The Role
As an AI/ML Engineer, you will help build and implement the AI capabilities that power our agentic AI platform. You will work closely with AI/ML architects, founding team, data engineers, and platform engineers to develop agent workflows, retrieval pipelines, evaluation routines, and production-ready AI components.
This is a hands-on engineering role for someone who is comfortable building with modern AI/ML and LLM frameworks, agentic AI systems, experimenting with models and prompts, and translating design patterns into working software. The role is ideal for an engineer who wants to work on real-world enterprise AI systems rather than isolated demos.
Key Responsibilities
- Build and enhance AI agent workflows using frameworks such as LangGraph, LangChain, AutoGen, CrewAI, or equivalent technologies.
- Implement AI agents for data discovery, profiling, enrichment, extraction, classification, contextual reasoning, and enterprise knowledge discovery.
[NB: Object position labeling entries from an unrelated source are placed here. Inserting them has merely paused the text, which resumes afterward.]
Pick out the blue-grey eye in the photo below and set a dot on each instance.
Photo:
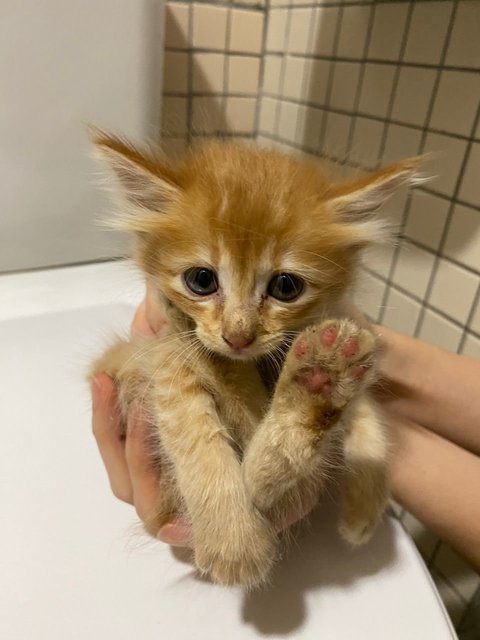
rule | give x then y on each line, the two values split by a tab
201	281
285	287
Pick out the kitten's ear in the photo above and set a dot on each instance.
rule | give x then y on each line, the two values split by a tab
144	182
356	201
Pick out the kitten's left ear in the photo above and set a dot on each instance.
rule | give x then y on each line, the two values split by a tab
356	201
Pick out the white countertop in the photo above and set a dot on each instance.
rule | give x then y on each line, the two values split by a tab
73	564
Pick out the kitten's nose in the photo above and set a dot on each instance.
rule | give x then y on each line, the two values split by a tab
238	341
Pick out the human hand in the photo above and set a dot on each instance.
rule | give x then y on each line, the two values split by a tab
125	454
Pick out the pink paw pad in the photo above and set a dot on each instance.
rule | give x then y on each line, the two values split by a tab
350	348
300	349
328	337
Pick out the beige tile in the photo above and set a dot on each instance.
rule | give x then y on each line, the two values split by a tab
427	32
464	48
401	312
423	538
268	111
287	127
316	82
387	32
209	26
369	295
174	116
241	114
426	219
293	79
324	29
353	31
366	142
344	86
175	72
300	30
471	348
208	72
176	25
413	94
336	135
453	290
376	89
207	116
463	239
413	269
459	574
402	142
447	158
243	74
456	102
246	31
453	603
470	187
439	331
277	21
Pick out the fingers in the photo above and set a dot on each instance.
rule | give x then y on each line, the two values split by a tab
107	429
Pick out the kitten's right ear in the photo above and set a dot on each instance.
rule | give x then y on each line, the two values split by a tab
143	181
- Develop retrieval-augmented generation pipelines, including document chunking, embedding generation, metadata tagging, vector indexing, retrieval tuning, and response generation.
- Work with vector databases such as Pinecone, Milvus, Qdrant, Weaviate, pgvector, Chroma, or equivalent technologies.
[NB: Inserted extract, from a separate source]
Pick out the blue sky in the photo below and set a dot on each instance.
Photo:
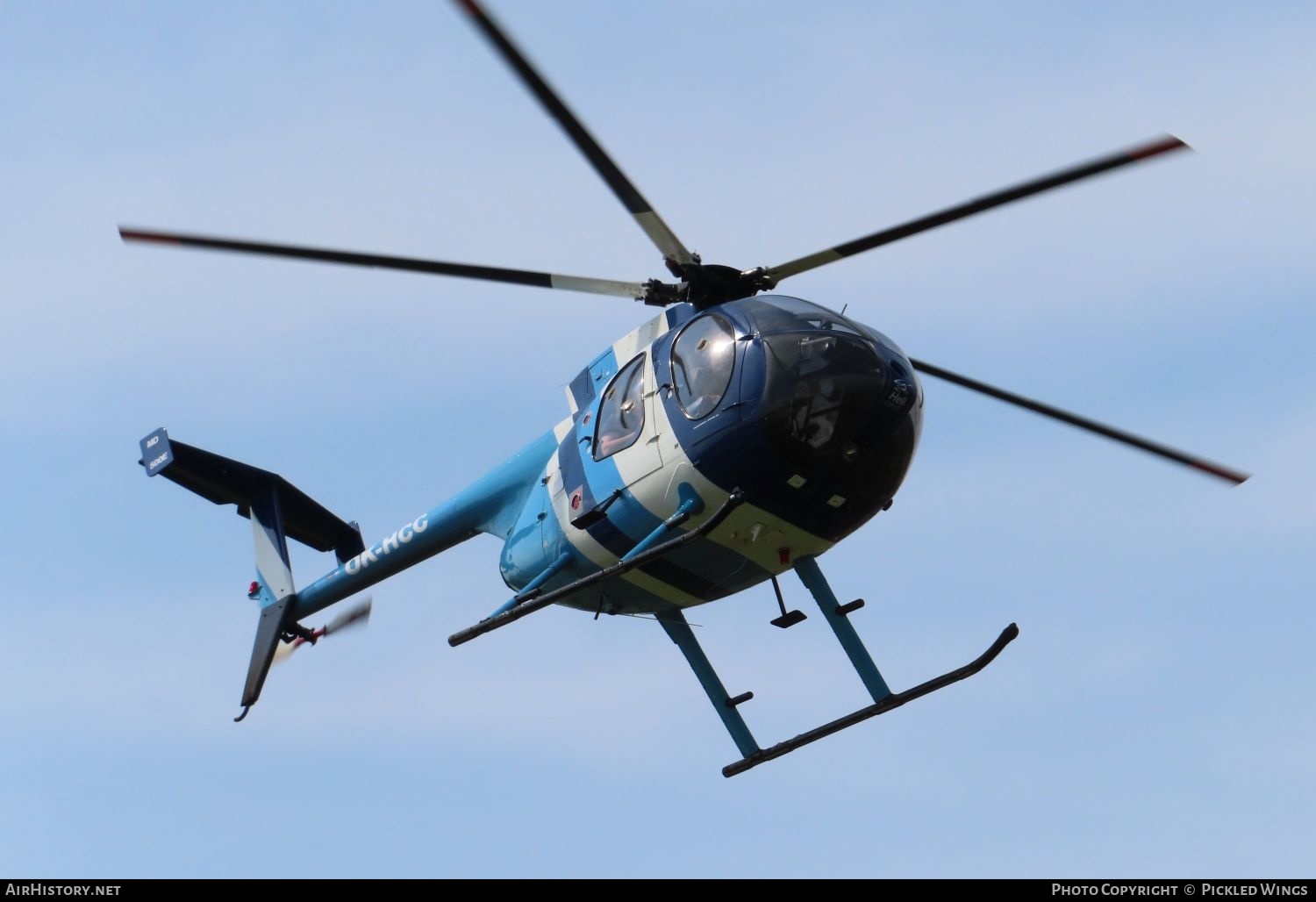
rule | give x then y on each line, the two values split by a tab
1155	715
- Build structured data agents that can connect to databases, inspect schemas, generate SQL, and support semantic understanding of enterprise data.
- Implement document intelligence workflows for PDFs, Word documents, emails, transcripts, logs, and semi-structured enterprise content using Azure Document Intelligence, AWS Textract, LlamaParse, or equivalent tools.
- Support prompt engineering, prompt testing, prompt versioning, and reusable prompt template development.
- Implement AI evaluation routines covering answer quality, retrieval quality, hallucination checks, regression tests, robustness checks, and response consistency.
- Support integration with LLM APIs and open-source models from providers such as OpenAI, Anthropic, Azure OpenAI, Hugging Face, Llama, Gemma, or equivalent ecosystems.
- Help implement AI safety and trust controls, including guardrails, prompt injection checks, data leakage prevention patterns, and policy-based response controls.
- Collaborate with data engineers to prepare AI agents to clean, contextualize, and structure enterprise data.
- Collaborate with DevOps and platform engineers to containerize, deploy, monitor, and troubleshoot AI services.
- Write clean, modular, testable Python code and participate in code reviews, sprint ceremonies, and engineering design discussions.
- Stay current with emerging tools and patterns in LLMs, agentic AI, RAG, evaluation frameworks, and enterprise AI deployment.
Must-Have Qualifications
- Min 7 years of experience in software engineering, AI/ML engineering, applied machine learning, data science engineering, or related technology roles.
- Strong hands-on programming experience in Python and building AI agents.
- Practical exposure to LLMs, RAG, vector databases, embedding models, prompt engineering, and AI application development.
- Experience with one or more AI/LLM frameworks such as LangChain, LangGraph, LlamaIndex, AutoGen, CrewAI, Semantic Kernel, or equivalent tools.
- Working knowledge of REST APIs, microservices, Git-based development, unit testing, and modern software engineering practices.
- Familiarity with SQL and structured data concepts, including tables, schemas, joins, relationships, and query generation.
- Exposure to document processing, text extraction, semantic search, information retrieval, or NLP-based workflows.
- Understanding of basic AI evaluation concepts such as precision, recall, retrieval quality, hallucination checks, and test datasets.
- Ability to work in an agile, fast-moving product engineering environment with high ownership and ambiguity.
- Strong problem-solving skills and willingness to learn new AI, data, and platform technologies quickly.
Good to Have
- Experience with Azure OpenAI, AWS Bedrock, Google Vertex AI, or equivalent enterprise AI platforms.
- Exposure to open-source LLMs, Hugging Face, vLLM, Ollama, or model-serving frameworks.
- Experience with RAG evaluation tools such as RAGAS, DeepEval, Promptfoo, LangSmith, or equivalent frameworks.
- Exposure to knowledge graphs, ontologies, metadata models, or semantic data layers.
- Experience with Docker, Kubernetes, CI/CD pipelines, or cloud deployments.
- Exposure to enterprise domains such as telecom, BFSI, manufacturing, retail, or public sector.
- Contributions to internal accelerators, reusable components, open-source projects, hackathons, or AI engineering communities.
Why This Role Is Exciting
You will get the opportunity to build agentic AI capabilities for an enterprise-grade platform from an early stage. You will work closely with senior architects and founders, gain exposure to real-world enterprise AI challenges, and contribute directly to the product’s core intelligence layer.
This role offers strong learning, visibility, and ownership. You will not only implement features, but also help shape reusable AI engineering patterns, evaluation practices, and production-grade agent capabilities for a venture-backed Infosys platform.